その澄んだ水を通してサケの姿を一生懸命探すが、何処にも見当たらない。
サケの遡上する川ならば、今時期になるとあちらこちらに産卵を終えて力尽きたサケの死骸が転がっている筈である。
しかし、その姿もなく、何故か岸から離れたところに蠅のたかった死骸が1匹有っただけだった。

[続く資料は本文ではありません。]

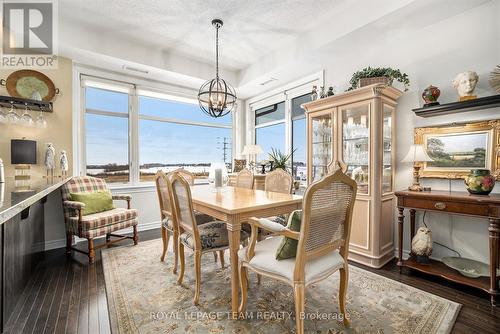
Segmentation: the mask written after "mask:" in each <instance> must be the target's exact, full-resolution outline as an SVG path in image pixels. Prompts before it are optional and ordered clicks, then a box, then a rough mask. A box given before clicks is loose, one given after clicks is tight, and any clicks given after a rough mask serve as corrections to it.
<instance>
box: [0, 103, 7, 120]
mask: <svg viewBox="0 0 500 334" xmlns="http://www.w3.org/2000/svg"><path fill="white" fill-rule="evenodd" d="M4 108H5V107H4V106H0V123H3V124H5V123H7V112H6V111H5V110H4Z"/></svg>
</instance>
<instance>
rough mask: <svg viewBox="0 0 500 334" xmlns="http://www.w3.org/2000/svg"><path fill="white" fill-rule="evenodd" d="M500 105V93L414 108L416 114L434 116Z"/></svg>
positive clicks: (419, 114) (421, 115)
mask: <svg viewBox="0 0 500 334" xmlns="http://www.w3.org/2000/svg"><path fill="white" fill-rule="evenodd" d="M495 107H500V94H497V95H492V96H486V97H479V98H477V99H474V100H468V101H462V102H452V103H445V104H440V105H437V106H431V107H422V108H416V109H413V112H415V115H417V116H420V117H433V116H440V115H449V114H455V113H459V112H466V111H473V110H478V109H488V108H495Z"/></svg>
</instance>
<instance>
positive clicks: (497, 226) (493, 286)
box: [488, 218, 500, 306]
mask: <svg viewBox="0 0 500 334" xmlns="http://www.w3.org/2000/svg"><path fill="white" fill-rule="evenodd" d="M488 231H489V242H490V247H489V248H490V291H489V292H490V295H491V305H492V306H496V295H497V294H498V292H499V291H498V280H497V268H498V256H499V255H498V252H499V246H498V243H499V242H500V219H498V218H490V226H489V228H488Z"/></svg>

後で聞いた話しでは、例年ならばうじゃうじゃといるサケが今年はかなり少なかったそうである。
今年は太平洋沿岸のサケ漁が記録的な不漁になっているらしいが、ここもその影響なのだろうか。


サケの姿がなくても、川の横を歩くだけで楽しい


サケの姿は見られなくても、川を眺めながら歩くのは楽しい。
根っからの川好きなのである。


シカしか歩いていない?

去年の台風による増水の影響が残っているが、邪魔な流木は取り除かれ、フットパスとしての管理も行き届いているようだ。
コースは途中で、砂に覆われた河畔林の中へと入っていく。
砂の上はシカの足跡だらけだ。
そんな場所でも木の枝には目印のテープが付けられて道を見失うことはない。

周回できるコースならばそのまま一周するところだが、それができないので途中から引き返す。
往復3.5キロ、約1時間のフットパス散策だった。

11月とは思えない暖かさの中、初めて訪れる場所が3箇所もあり、なかなか充実した1泊2日のミニ旅となったのである。
北海道内は殆ど回り尽くした気がするけれど、まだまだ行ったことのない場所が沢山残っている。
来シーズンもまた、そんな場所を巡りながらのキャンプが続きそうである。